この本2004年に出ているので10年以上も前の本なのですね、滝口範子さんがレム・コールハースについて密着?取材をして書かれた本です。

レム・コールハース 行動主義

レム・コールハースについてはご存知の方も多いと思いますがもともとジャーナリスト出身の建築家で「錯乱のニューヨーク」と「S,M,L,XL」という著作で建築より先に有名になり、その後CCTVを始め20世紀、21世紀を代表する建築家として文字どおり世界を股にかける建築家です。
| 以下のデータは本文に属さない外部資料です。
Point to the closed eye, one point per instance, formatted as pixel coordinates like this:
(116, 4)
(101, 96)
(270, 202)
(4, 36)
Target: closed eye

この本はそんなコールハースの取材がどれだけ大変かということを軸に書かれていて、アポすらままならないコールハースをつかまえる過程とコールハース周囲の環境の観察で半分が占められていていますが、それが逆に世界を飛び回り取材ができない対象というコールハースの存在をとてもうまく掘り出しています。

レム・コールハース 行動主義

脱建築家

残りの半分の3/2は「コールハースとともに走る11人」というタイトルで関係者へのインタビューが収められていますが、建築構造家のセシル・バルモンド、一緒にプロジェクトに関わったこともある伊東豊雄、個人的なパートナーでもあるインテリア、ランドスケープデザイナーのペトラ・ブレーゼなど様々な人がインタビューに答えていますが、その誰もが割と同じようなことを言っているのが印象的でした。それはコールハースは今までのいわゆる建築家的な仕事の取り組み方ではなく、根本的な建築の生み出し方が違うと言うこととそれを裏付けるようなある意味建築からの離脱のようなもの。

レム・コールハース 行動主義

それを象徴的に表しているのが建築家評論家のサンフォード・クインターがコールハースに言われた
「ぼくはもう建築には関心がない。建築をやるより人生を楽しめるよう、事務所の組織を考え直したんだ」
という言葉です。

この本を読んでていて感じるのはデザイナーや建築家がアウトプットとしての形状に固執してしまうことへのコールハースの痛烈な批判、もちろんその批判が絶対的に正しいとも思いませんが軽やかにそれを超えて自由なアウトプットを出し続けその存在が建築とも言えるようなコールハースには憧れを抱いてしまいます。

10年前にはそこまで理解できませんでしたがスキルや技術、嗜好というものがいくらでもジャンプできる世の中においてはコールハースの生き方はすべての人に実践できるほど身近な考え方になったのだなという気がします。

何かを生み出そうともがいている人には是非読んでほしいです、何をするべきなのかのヒントになります。

ちなみにこの本装丁も素晴らしくて、特に紙がペーパーバッグのような粗雑な紙が使われているところに移ろいゆく時間の流れを感じさせてくれるところが良いです。